Laura C Wright
“The Duwamish Bend Housing Project” is a piece in the Dye Pharm & Camoufleur series started in 2015 in reaction to the abrupt rise of homelessness in Georgetown and the lack of a city effort to build affordable housing. Using plants sourced from the area, I began construction of a large camouflage structure with a map of a low-income housing development that existed in Georgetown in from 1943 to 1954.
The Duwamish Bend Housing Project
This is a work-in-progress. The map currently on the front of the piece does not have a satisfactory effect when seen in person. The technique used to affix the map to the net is too shiny and distracts from the content. I will be working to combine the image of the former community with a new technique for creating a net.
Camouflage has a significant and meaningful history in the Duwamish Valley. Contemporary Seattle was shaped by WWII when production was ramped up to produce bombers at Boeing Plant 2 next to the South Park Bridge. After removing Japanese farmers from the South Park side of the river to force them into internment camps, the government built camouflage over the plant to hide it from potential air raids.
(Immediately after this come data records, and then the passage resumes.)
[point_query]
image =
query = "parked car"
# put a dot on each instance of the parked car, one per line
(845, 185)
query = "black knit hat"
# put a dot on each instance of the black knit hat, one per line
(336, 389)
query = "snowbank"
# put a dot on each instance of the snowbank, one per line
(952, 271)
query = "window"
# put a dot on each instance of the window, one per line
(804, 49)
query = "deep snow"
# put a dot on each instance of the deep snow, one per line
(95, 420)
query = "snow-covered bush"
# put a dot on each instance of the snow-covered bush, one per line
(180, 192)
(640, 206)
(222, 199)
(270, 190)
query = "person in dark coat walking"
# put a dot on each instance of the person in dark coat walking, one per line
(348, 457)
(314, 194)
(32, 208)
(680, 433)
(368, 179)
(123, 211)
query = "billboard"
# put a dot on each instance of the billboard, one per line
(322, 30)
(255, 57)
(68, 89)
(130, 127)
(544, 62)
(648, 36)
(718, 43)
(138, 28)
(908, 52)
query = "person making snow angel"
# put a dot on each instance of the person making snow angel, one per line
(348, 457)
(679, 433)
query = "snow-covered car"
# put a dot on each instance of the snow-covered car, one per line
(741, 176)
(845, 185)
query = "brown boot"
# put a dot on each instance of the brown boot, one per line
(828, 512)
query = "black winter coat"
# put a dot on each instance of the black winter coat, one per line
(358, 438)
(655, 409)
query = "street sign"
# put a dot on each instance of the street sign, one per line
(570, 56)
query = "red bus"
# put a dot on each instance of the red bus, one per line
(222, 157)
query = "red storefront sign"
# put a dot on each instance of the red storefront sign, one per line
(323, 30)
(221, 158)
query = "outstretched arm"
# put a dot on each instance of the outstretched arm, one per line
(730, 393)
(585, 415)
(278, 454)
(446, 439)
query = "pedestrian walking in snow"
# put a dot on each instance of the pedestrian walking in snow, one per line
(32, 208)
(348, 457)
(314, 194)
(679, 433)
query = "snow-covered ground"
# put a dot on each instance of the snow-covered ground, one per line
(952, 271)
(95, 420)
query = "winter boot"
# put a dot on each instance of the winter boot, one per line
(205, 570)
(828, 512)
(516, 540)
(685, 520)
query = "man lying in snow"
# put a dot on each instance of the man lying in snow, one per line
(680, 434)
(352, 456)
Small homes and trees were constructed on this camouflage, and actors were hired to walk on it so that it looked like an inhabited neighborhood. Less than two miles away, Seattle built a real community of affordable housing for Boeing workers, and later veterans of WWII, for the population explosion the city experienced called the Duwamish Bend housing project.
After the war, industry continued to move into this area’s surrounding communities of affordable housing. Much of that housing continues to disappear, and neighborhoods experience the worst air quality, lead poisoning, and the highest rate of asthma in the city. This piece, inspired by local protest art, is meant to question our cities lack of equitable response to the housing crisis, cite a precedence for government action on this matter in the past, and educate people about Georgetown's landscape and history.